Bu yazıda, bilim ve teknolojinin bir toplum için ifade ettiği öneme işaret edilerek, bu konuda “her şeyden önce” atılması gereken bazı adımlar üzerinde durulacaktır. Burada öncelikle göz ardı edilmemesi gereken gerçek, hiçbir toplumun bilimde ve teknolojide gerekli ilerlemeyi sağlamadan diğer toplumlarla rekabet edemeyeceği keyfiyetidir!
Ama önce, konunun tarihsel arka planına kısaca bir göz atmak lazım. Tarihte, Doğu medeniyetlerinin Batıya karşı üstün oldukları dönemler, Batılı toplumların, Orta Çağ (M.S. 476’da Batı Roma İmparatorluğu’nun çökmesinden, 1453 yılında Bizans Devleti’nin yıkılmasına kadar süren yaklaşık bin yıllık dönem) karanlıklarında, kaynaklarını ve toplumsal enerjilerini yitirmekte oldukları zaman dilimini kapsar.

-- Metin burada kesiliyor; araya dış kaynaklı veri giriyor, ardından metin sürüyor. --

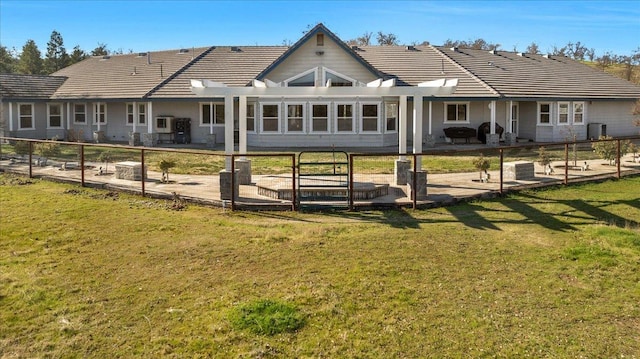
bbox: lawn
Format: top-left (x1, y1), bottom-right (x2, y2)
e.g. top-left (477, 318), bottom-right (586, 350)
top-left (0, 175), bottom-right (640, 358)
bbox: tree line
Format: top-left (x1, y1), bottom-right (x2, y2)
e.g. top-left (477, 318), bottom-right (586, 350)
top-left (0, 30), bottom-right (640, 83)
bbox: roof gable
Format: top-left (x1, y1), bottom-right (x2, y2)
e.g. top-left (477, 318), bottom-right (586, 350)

İstanbul’un fethinden (1453) sonra, Doğu ülkeleriyle olan ticaret yollarının tümüyle Türklerin kontrolüne geçmesi, Batılı toplumları adeta yok olma riskiyle karşı karşıya getirmiş ve onları bir “var olma-yok olma”sürecine sürüklemiştir. Bu süreçte (15. ve 16. yüzyıllarda) gerçekleştirilen coğrafi keşifler ile Rönesans ve Reform hareketleri Batı toplumlarının bilimsel düzeylerinin yükselmesini de sağlamıştır.
Başta Türkler olmak üzere, o günkü mevut halleri ile tüm Dünyaya meydan okuma gücünü kendilerinde gören Doğulu toplumların (yaşamak için pek ihtiyaç duymadıklarından olsa gerek), bilimde gerileme sürecine girdikleri ve nihayet, 17. yüzyıl ortalarından itibaren de, üstünlüğün Batıya geçmeye başladığı fark edilememiştir.

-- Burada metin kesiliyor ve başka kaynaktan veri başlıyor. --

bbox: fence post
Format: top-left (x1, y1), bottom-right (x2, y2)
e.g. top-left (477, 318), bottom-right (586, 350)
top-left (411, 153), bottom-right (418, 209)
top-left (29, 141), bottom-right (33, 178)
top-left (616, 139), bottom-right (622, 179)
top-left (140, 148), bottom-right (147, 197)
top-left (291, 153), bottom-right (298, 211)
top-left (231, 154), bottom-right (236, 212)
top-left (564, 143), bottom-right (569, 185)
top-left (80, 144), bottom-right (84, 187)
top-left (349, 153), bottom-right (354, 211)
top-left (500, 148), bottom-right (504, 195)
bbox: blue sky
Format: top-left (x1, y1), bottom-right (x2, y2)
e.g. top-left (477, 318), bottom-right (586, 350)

17. yüzyıl başlarından itibaren Batılıların elde ettikleri askeri başarıların arkasındaki (temelini bilim ve teknolojinin oluşturduğu) yeni Avrupa kültürü, Doğulu ülke aydınları tarafından görülememiş ve bugüne kadar da yeterince analiz edilememiştir. Batılıların askeri başarılarının kaynağının, sadece “teknolojik ilerleme” olduğu zannedilmiştir. Neticede, Japonya’daki Meiji Hareketi (1867′de tahta çıkan imparatorHirohito M eiji‘nin, 1868’de çıkarılan Anayasa ile başlattığı restorasyon süreci) bir tarafa bırakılacak olursa, diğer Doğulu ülkelerdeki Batılılaşma girişimleri sırasında, sadece Batıdan teknolojinin alınması ile sorunun çözülebileceğine dair fikirlerden öteye geçilememiştir. Nitekim, o dönemde Osmanlı Devletinde görülen modernleşme çabaları da, ancak bu çerçevede kalmış ve Batı karşısında bir daha rekabet şansı elde edilememiştir.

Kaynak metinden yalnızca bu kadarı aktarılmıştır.